For centuries, the Baltic area has constituted an area of special interest to Russia’s leadership, with the Kremlin’s influence at various times challenged by Sweden, Germany and Poland. For the past millennium, Russia has played a vital role in the wealth and security of the region, although for the past century it has created more insecurity than security for its Baltic neighbors, including Finland and Sweden. From 1917, the Soviet leadership became determined to re-exert control over Finland and the three Baltic States, finally achieving domination as a result of the 1939 Molotov-Ribbentrop Treaty.

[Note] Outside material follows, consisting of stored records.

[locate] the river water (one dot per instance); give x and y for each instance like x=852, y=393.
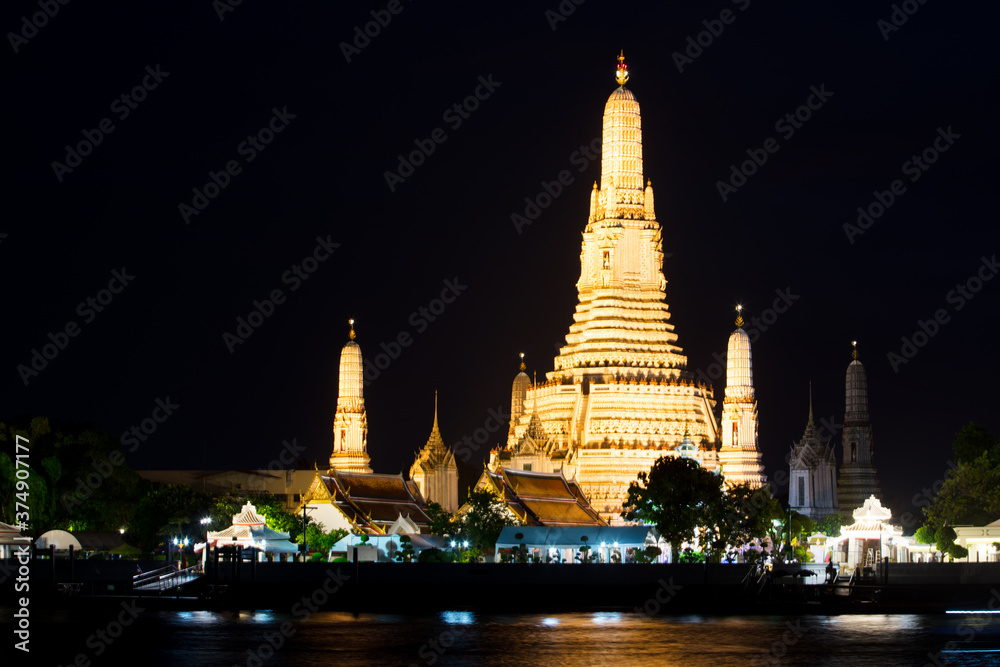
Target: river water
x=620, y=639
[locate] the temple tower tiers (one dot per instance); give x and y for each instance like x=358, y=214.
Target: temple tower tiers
x=740, y=456
x=812, y=473
x=518, y=392
x=620, y=395
x=350, y=423
x=435, y=471
x=857, y=470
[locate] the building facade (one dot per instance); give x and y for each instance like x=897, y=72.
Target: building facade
x=812, y=474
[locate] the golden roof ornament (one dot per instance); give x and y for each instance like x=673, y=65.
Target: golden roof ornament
x=621, y=74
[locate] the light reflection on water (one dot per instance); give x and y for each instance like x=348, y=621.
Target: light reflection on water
x=522, y=640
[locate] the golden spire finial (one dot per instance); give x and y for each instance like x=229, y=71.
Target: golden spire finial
x=621, y=74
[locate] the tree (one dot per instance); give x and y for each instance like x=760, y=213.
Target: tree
x=319, y=539
x=974, y=440
x=970, y=495
x=747, y=513
x=168, y=510
x=485, y=517
x=677, y=496
x=441, y=520
x=77, y=476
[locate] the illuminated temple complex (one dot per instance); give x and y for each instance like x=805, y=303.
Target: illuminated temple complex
x=621, y=395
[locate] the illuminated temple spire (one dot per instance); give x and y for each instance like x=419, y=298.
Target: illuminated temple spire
x=740, y=455
x=621, y=394
x=857, y=471
x=350, y=423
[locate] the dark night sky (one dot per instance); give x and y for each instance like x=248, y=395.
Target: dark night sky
x=323, y=176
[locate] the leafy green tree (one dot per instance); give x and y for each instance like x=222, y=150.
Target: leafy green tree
x=319, y=539
x=273, y=510
x=677, y=496
x=78, y=475
x=957, y=551
x=746, y=514
x=441, y=520
x=944, y=538
x=974, y=440
x=485, y=517
x=970, y=495
x=168, y=510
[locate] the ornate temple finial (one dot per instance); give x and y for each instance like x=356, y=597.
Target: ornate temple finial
x=810, y=404
x=621, y=74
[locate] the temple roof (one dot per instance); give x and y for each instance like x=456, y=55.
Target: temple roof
x=373, y=502
x=541, y=499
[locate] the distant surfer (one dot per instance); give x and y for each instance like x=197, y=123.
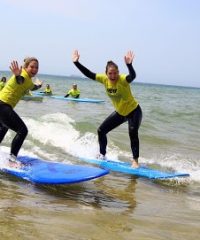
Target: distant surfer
x=73, y=92
x=15, y=89
x=117, y=87
x=48, y=90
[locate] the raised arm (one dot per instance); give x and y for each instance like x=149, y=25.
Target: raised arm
x=128, y=58
x=84, y=70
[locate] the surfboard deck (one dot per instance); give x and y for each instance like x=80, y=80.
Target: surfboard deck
x=32, y=98
x=87, y=100
x=45, y=172
x=142, y=171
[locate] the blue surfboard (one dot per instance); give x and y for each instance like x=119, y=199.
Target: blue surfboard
x=87, y=100
x=41, y=94
x=45, y=172
x=125, y=167
x=32, y=98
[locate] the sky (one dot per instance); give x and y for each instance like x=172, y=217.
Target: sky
x=163, y=34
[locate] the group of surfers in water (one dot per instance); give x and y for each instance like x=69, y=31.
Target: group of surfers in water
x=117, y=87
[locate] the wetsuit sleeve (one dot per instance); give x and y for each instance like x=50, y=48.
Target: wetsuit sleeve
x=36, y=87
x=19, y=79
x=132, y=74
x=77, y=96
x=85, y=71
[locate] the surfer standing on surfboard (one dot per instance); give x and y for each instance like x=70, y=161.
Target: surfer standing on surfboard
x=117, y=87
x=16, y=87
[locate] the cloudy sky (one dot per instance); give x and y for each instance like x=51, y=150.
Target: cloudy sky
x=164, y=35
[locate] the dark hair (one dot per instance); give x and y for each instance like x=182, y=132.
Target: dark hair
x=111, y=64
x=3, y=79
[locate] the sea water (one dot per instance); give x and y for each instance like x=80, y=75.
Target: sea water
x=116, y=206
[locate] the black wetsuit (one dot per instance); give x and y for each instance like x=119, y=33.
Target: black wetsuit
x=115, y=119
x=9, y=119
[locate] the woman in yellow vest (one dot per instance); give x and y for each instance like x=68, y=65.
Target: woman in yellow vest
x=74, y=92
x=16, y=87
x=117, y=87
x=48, y=90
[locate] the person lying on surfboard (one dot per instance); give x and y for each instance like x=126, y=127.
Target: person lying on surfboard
x=48, y=90
x=117, y=87
x=74, y=92
x=16, y=87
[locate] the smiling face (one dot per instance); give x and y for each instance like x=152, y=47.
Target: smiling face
x=32, y=68
x=31, y=65
x=112, y=71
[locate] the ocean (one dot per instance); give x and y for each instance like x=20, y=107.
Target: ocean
x=116, y=206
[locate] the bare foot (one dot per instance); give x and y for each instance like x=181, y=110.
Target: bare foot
x=135, y=164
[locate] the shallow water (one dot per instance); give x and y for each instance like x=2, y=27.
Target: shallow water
x=116, y=206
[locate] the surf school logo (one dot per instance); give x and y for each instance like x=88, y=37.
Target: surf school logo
x=112, y=90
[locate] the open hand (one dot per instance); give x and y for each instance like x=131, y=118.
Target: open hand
x=38, y=82
x=129, y=57
x=16, y=70
x=75, y=56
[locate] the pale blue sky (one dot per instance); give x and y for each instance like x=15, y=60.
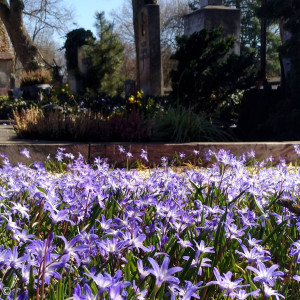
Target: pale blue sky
x=84, y=11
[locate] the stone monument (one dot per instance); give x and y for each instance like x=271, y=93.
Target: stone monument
x=150, y=79
x=213, y=14
x=6, y=62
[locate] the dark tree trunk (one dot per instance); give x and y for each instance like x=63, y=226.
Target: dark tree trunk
x=136, y=8
x=12, y=18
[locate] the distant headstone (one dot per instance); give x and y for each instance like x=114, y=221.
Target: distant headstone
x=213, y=14
x=149, y=53
x=6, y=61
x=210, y=2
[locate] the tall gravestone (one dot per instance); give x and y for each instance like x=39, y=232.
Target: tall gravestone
x=6, y=61
x=150, y=79
x=213, y=14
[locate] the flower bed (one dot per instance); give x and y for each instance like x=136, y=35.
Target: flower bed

Even today, the Russian Government insistently claims that the three Baltic States “voluntarily” joined the Soviet Union in 1940.2 Finland lost a large part of its territory to Russia in the 1939-40 Winter War. Also, through war, deportations and killings, a third of the ethnic population of the three Baltic States was lost. Estonia and Latvia were forced to accept several million Russian “emigrants” between 1950 and 1990. Even after the collapse of the Soviet Union, the Kremlin considers the region to be vitally important as Russia’s major transportation corridor to Europe. The rail lines, pipelines and ports that carry the bulk of Russia’s exports of raw materials to the Baltic Sea remain indispensable to Russia’s economy. For the West, and the Baltic States themselves, however, it is a region highly vulnerable to the Kremlin’s projection of economic and political power. Russia’s own Baltic region (the Saint Petersburg region) is growing in importance as it sends an increasing share of its oil exports to the West, primarily through the port of Primorsk. The Nord Stream natural gas pipeline now being built underneath the Baltic Sea from Vyborg in Russia to Greifswald in Germany will make this region ever more important to the Russian economy. Russian tanker traffic and the laying of pipelines pose increased environmental risks to the shore lines of Russia’s neighbors on the Baltic Sea. People living in the three Baltic States of Estonia, Latvia and Lithuania are particularly vulnerable to the Kremlin’s continuing efforts to control the security framework in the Baltic region. The three countries have been consistent targets for Moscow-directed energy coercion, non-transparent investment in strategic assets and intelligence activities.